La générosité du jeu dans son écriture est sa plus grande qualité mais peut aussi être considérée comme sa plus grande tare par certains joueurs. Chaque évènement, chaque ligne de dialogue, peut amener un léger gain d’expérience mais aussi influencer le profil de notre personnage et ouvrir de nouveaux choix et de nouvelles possibilités par la suite. Toutes les quêtes, même annexes, ont plusieurs cheminements possibles pour arriver à leurs conclusions. La liberté est très grande et adaptée au style de votre personnage, sachant que même un échec peut s’avérer gratifiant, peut-être même plus qu’une réussite qui induira parfois une suite bien moins reluisante.

La sauvegarde régulière avant de tenter le moindre jet de réussite n’est plus aussi salvatrice qu’elle en a l’air.

On est rapidement perdu devant cette richesse, si bien que l’on abandonne progressivement les réflexes que l’on avait accumulés dans tous les jeux de rôles précédents : la sauvegarde régulière avant de tenter le moindre jet de réussite n’est plus aussi salvatrice qu’elle en a l’air. À ce sujet, chaque tentative s’appuyant sur vos caractéristiques possède un taux de réussite que l’on peut augmenter en dépensant des points supplémentaires (Effort) d’Intellect, de Puissance et de Célérité. Ces points sont limités, on peut en récupérer en utilisant un objet ou en dormant dans une auberge, ce qui peut entraîner l’échec d’une quête limitée dans le temps. L’équilibre est assez bien pensé malgré l’aide que peut apporter nos compagnons, car on peut aussi utiliser leurs compétences et leurs points pour réussir certaines actions.
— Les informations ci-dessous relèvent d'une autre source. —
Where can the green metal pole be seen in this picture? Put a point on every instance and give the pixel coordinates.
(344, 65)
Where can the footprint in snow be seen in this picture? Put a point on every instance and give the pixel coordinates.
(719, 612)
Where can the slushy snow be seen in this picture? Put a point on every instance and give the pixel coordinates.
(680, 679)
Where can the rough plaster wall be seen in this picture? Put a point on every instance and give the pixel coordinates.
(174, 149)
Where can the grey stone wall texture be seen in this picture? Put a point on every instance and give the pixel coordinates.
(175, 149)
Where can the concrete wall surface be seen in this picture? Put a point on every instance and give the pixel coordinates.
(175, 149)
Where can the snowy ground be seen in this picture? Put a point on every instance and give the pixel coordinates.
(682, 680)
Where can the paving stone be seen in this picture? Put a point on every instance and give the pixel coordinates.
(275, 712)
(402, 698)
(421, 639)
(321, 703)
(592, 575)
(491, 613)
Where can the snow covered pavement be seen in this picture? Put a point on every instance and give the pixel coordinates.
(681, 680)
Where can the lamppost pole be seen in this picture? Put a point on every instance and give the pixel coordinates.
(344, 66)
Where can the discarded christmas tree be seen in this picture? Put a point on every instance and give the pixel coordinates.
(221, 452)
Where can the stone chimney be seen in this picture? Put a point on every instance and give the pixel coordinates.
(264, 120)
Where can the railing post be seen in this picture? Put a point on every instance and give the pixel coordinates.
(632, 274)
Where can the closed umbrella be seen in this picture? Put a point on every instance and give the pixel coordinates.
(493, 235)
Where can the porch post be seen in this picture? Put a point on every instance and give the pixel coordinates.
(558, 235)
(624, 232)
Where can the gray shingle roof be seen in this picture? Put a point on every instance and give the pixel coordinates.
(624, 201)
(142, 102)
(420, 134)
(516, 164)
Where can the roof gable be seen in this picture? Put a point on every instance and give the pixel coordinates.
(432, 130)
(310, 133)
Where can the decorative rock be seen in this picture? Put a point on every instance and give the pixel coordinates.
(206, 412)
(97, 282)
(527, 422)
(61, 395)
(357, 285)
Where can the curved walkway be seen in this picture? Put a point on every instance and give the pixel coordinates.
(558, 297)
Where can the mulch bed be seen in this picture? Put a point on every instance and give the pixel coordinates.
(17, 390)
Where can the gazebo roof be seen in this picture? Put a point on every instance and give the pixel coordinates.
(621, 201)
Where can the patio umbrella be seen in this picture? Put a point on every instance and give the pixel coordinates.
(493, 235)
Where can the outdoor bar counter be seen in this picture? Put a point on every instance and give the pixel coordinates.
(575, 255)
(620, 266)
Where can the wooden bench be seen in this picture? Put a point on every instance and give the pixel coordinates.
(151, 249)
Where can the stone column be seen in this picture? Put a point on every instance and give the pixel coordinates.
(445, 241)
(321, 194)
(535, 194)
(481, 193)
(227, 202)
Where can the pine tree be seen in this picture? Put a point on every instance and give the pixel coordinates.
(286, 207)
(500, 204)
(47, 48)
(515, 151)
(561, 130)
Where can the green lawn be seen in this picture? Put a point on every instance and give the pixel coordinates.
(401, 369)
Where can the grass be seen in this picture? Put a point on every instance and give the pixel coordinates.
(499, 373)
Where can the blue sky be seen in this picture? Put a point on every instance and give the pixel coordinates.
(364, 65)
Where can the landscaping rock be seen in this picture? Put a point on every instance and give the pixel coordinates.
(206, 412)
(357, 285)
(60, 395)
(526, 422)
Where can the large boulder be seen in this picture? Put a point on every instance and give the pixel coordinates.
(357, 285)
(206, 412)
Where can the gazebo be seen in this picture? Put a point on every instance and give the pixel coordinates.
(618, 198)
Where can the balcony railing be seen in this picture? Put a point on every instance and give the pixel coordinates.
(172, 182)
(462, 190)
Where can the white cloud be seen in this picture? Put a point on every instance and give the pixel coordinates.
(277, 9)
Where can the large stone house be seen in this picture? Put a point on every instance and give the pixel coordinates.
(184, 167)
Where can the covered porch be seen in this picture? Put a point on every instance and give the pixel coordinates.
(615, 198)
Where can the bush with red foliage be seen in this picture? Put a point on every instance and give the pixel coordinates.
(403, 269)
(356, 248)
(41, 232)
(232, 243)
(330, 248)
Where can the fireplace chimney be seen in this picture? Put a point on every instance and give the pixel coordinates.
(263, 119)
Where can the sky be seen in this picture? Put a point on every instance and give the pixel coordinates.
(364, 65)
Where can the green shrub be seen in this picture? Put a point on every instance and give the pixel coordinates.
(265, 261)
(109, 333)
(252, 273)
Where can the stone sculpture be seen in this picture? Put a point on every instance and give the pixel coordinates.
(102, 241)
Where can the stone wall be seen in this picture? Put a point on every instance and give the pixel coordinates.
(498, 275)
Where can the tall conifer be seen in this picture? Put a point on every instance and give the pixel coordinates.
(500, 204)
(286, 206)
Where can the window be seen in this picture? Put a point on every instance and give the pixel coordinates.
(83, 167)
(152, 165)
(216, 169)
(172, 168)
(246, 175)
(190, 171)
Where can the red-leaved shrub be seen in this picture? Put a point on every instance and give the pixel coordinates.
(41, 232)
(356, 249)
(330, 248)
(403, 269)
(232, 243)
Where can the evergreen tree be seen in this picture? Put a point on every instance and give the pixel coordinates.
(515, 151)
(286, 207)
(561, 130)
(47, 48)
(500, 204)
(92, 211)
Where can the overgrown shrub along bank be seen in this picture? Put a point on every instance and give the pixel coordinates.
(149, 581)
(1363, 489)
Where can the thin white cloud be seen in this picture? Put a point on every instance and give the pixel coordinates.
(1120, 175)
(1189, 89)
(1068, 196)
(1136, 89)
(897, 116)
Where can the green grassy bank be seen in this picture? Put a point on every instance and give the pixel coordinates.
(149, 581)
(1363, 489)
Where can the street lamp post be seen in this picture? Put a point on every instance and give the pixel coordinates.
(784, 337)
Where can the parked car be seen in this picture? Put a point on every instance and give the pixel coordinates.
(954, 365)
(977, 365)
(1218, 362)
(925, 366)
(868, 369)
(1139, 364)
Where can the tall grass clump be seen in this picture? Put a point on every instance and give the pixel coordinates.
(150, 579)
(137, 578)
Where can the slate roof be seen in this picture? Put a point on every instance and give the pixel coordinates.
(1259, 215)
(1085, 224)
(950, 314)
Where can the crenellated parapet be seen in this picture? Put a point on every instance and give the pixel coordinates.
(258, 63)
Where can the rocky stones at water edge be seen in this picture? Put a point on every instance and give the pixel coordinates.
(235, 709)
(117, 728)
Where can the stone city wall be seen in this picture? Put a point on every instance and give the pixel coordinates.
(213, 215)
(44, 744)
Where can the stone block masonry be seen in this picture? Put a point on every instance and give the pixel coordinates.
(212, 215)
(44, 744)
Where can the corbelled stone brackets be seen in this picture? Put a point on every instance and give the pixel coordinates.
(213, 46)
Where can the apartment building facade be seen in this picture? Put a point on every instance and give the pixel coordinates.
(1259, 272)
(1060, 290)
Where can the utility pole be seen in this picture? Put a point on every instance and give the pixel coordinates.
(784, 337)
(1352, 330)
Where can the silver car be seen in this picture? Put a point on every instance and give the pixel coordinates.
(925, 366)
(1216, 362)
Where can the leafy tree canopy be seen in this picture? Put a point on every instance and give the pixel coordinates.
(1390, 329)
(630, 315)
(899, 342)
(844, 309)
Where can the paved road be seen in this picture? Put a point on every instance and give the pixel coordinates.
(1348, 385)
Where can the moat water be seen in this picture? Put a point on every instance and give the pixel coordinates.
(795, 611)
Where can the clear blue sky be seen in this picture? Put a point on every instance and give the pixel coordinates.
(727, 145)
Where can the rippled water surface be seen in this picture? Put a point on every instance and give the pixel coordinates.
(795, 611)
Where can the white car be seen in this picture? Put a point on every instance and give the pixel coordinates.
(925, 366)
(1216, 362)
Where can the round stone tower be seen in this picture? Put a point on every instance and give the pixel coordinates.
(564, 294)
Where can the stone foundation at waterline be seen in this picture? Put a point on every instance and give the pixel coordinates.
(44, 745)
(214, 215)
On retrouve les fameux bateaux volants de Planescape

Le combat est totalement optionnel (on peut finir le jeu sans en déclencher un seul), chaque “crise” peut être évitée par un choix préalable ou une option de dialogue. L’affrontement direct n’est qu’une voie de dernier recours et même si cette dernière se présente il est toujours possible d’en limiter la portée en utilisant des éléments du décor comme des tourelles offensives, une porte à fermer ou encore un pont à désactiver. Le jeu propose même de pouvoir discuter avec certains assaillants afin de les convaincre de changer de bord en plein combat ! Torment n’est pas un jeu d’action et avouons que dans ce secteur il s’avère brouillon et assez complexe. Magie, corps à corps et armes à distance se mêlent dans un tour par tour des familles. Suivant notre style de jeu on se rendra vite compte que les combats s’avèrent toutefois plus tactiques que de prime abord avec la nécessité de repérer l’élément le plus dangereux pour le mettre hors d’état de nuire rapidement, tout en protégeant nos compagnons les plus fragiles. On peut aussi utiliser des Cyphers, sorte d’artefacts d’un ancien monde particulièrement puissants mais tout aussi dangereux. Une lame à double tranchant à utiliser avec parcimonie.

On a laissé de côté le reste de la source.